El tripulante alto se acercó más que los demás. Tenía la piel bronceada. Sus brazos desnudos brillaban por la humedad y ponía de relieve su musculatura. Contaría unos treinta años (por lo que Gladia podía juzgar sobre la edad de esos seres de vida breve) y si hubiera estado bien vestido y lavado, podía resultar bien parecido.
Le dijo:
–Usted debe de ser la dama espacial de Aurora que hemos traído en nuestra nave. –Hablaba despacio, tratando de conseguir un acento aristocrático en su idioma galáctico. Por supuesto, no lo logró porque hablaba como un colono, mucho peor que D.G.
Gladia contestó, afirmando sus derechos territoriales;
–Soy de Solaria colono. –Se detuvo, turbada. Había pasado mucho tiempo pensando en Solaria y ahora que habían desaparecido veinte décadas, su acento fue fuertemente solario, con las aes abiertas y las erres arrastradas, mientras que la i sonaba espantosamente como oi.
Volvió a decir, con voz más baja y menos imperativa, en la que el acento de universidad de Aurora, el galáctico estándar de los mundos espaciales, se percibió claramente:
–Soy de Solaria, colono.
El colono rió y se volvió a los otros:
–Habla con finura, tuvo que esforzarse. ¿Verdad, compañeros?
Los demás se echaron a reír y uno dijo:
–Hazla hablar un poco más, Niss. A lo mejor aprendemos todos a hablar como las pajaritas espaciales. –Y apoyó una mano en la cadera.
Sin dejar de sonreír Niss les pidió:
–Cállense todos. –Y se hizo el silencio al momento. Se volvió de nuevo a Gladia y se presentó–: Soy Berto Niss, tripulante de Primera Clase. ¿Y su nombre, mujercita?
Gladia no se atrevió a hablar de nuevo. Niss insistió:
–Estoy siendo cortés, mujercita. Le hablo como un caballero, como un espacial. Sé que es lo bastante vieja como para ser mi bisabuela. ¿Cuántos años tiene, mujercita?

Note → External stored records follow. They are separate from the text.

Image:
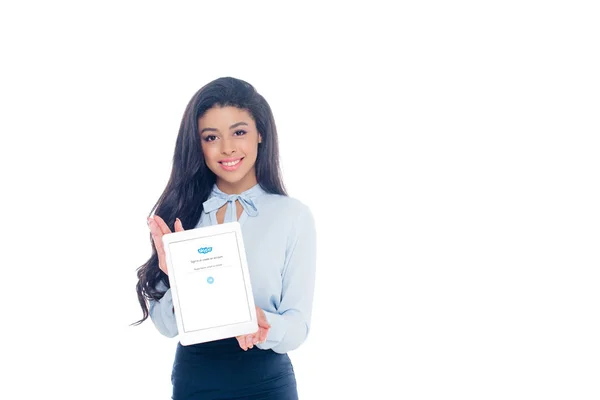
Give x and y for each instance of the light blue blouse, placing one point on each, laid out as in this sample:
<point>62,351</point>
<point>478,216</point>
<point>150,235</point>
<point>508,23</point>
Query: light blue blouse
<point>280,241</point>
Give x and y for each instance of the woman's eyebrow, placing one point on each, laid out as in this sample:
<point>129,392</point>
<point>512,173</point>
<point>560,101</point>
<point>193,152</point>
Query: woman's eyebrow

–¡Cuatrocientos! –gritó uno de los hombres, detrás de Niss–, pero no lo parece.
– ¡Ni cien! –dijo otro.
–Parece adecuada para un poco de intercambio –sugirió un tercero– y a lo mejor lleva mucho tiempo sin probarlo. Pregúntale si está dispuesta, Niss. Sé bien educado y pídele si podemos hacerlo por turnos.
Gladia enrojeció y Daneel intervino:
–Tripulante de Primera Clase Niss, sus compañeros están ofendiendo a la señora Gladia. ¿Quieren retirarse?
Niss se volvió a mirar a Daneel, al que había ignorado totalmente hasta entonces. La sonrisa se borró de su rostro al contestar:
–Oiga: Esta mujercita es intocable. Lo dijo el capitán. No la molestaremos. Sólo unas palabras inofensivas. Esa cosa es un robot. No nos meteremos con él y él no puede dañarnos. Conocemos lo de las tres leyes de la Robótica. Le ordenamos que se aparte de nosotros. Pero usted es un espacial y el capitán no ha ordenado respecto a usted. Así que –le señaló con un dedo– no intervenga, no se meta con nosotros, o le estropearemos su bonita piel y a lo mejor se echa a llorar.